People often ask, and I often ask myself- what is it like to be traveling? And I’m never quite sure how to answer the question. Do people want to hear that the island of Phu Quoc, in Vietnam, is one of the most beautiful and tranquil places I’ve ever been. That Angkor Wat was underwhelming to me but Jason thought it was tres, tres bien. That the aesthetics of Japan- the architecture, textiles and ceramics- made me fall all over myself with consumer desire. Visiting Hong Kong and its millions of people was like visiting another planet I hardly knew existed, filled with so many skyscrapers it made Portland look like a cute rural town.

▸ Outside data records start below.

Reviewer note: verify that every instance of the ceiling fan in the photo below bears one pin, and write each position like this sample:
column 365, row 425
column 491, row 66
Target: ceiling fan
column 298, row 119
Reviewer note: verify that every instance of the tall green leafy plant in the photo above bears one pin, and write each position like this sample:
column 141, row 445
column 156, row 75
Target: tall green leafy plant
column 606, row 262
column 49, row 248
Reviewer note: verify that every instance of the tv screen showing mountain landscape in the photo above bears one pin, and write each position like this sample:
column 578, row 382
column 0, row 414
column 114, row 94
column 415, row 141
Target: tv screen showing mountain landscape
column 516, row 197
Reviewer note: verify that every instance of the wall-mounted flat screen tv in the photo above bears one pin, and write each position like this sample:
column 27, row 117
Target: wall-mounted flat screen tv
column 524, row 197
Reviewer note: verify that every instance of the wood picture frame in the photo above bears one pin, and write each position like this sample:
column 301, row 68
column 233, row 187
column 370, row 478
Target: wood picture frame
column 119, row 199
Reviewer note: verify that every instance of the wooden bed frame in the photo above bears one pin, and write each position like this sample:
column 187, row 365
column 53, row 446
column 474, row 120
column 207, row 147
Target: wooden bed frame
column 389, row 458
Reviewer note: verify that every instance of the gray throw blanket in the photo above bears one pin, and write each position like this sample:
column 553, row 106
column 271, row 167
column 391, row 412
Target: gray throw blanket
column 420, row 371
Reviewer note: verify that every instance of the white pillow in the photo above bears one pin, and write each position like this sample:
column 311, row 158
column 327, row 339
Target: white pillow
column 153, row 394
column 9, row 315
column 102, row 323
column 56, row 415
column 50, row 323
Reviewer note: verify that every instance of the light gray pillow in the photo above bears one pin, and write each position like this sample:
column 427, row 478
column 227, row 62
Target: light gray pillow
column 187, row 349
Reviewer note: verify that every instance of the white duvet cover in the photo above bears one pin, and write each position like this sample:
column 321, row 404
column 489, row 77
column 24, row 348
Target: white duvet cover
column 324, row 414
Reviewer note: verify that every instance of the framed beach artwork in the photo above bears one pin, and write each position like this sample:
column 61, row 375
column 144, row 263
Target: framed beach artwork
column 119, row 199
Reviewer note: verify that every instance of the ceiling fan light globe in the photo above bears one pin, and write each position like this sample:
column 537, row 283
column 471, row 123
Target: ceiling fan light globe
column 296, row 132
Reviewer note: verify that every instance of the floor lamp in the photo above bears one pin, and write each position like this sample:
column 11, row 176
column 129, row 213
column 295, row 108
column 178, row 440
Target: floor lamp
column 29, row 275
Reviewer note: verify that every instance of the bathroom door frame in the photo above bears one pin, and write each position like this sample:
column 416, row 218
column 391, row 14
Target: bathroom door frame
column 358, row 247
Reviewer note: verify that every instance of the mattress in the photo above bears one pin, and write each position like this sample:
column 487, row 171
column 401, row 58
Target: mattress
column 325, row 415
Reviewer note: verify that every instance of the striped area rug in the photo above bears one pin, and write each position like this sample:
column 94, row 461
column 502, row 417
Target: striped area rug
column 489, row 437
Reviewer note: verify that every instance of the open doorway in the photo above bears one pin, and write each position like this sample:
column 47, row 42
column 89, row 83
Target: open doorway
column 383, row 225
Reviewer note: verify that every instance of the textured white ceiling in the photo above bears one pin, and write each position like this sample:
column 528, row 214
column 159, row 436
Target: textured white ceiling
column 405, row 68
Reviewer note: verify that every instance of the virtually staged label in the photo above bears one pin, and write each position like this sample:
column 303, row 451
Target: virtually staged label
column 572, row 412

Traveling is also me still being me, just in different countries. I still experience deep and uncontrollable hanger when I have gone too long without eating, Jason and I still quibble over normal things partners quibble over, it is just now related to the laundry we are hand washing in the sink instead of the laundry we were machine washing in our basement. I don’t know if sharing these normal parts of life with others elicits a response of ‘oh good, your life is normal too like mine’ or if it is more of a ‘how silly to be hangry during the times you are getting to have, you are wasting such a gift.’ Maybe both are true.
I don’t want to downplay, or up-play, what it has been like for us to live out of our backpacks for the past three months, and outside of our house and away from family and friends for the last fifteen. And I’m not sure which way of talking about it does which. It is a challenge in this phase of life, as it is in any, to hold up the things that are really really good, to let in the things that are not so good and to sit with all that we do and do not have, all at the same time.
This is, without much doubt, the year I will sleep the most in my adult life. Where I will smile and nod and order, believing that I am happy with whatever comes out of the kitchen (because it’s fun!) but really I will not think the thing that is some unrecognizable meat that smells like it has been dead too long is fun at all. Where I will see more new countries, hear more foreign languages, and sleep in more different beds than any other year of my life.
Sometimes I feel pressure to feel the cumulative joy of what this time in my life is, to soak it all in as the big picture I am experiencing. Because I feel it as the small picture, as each individual moment of joy, hanger, adventure, discovery, bad sleep, delicious breakfast, beautiful monument and cup-of-instant-noodles-because-we-are-way-over budget-today. I’m trying daily to connect the small joys to the big joys, which it turns out is not so different than my life at home was. I’m just getting the privilege now of doing it in lands that are new to me.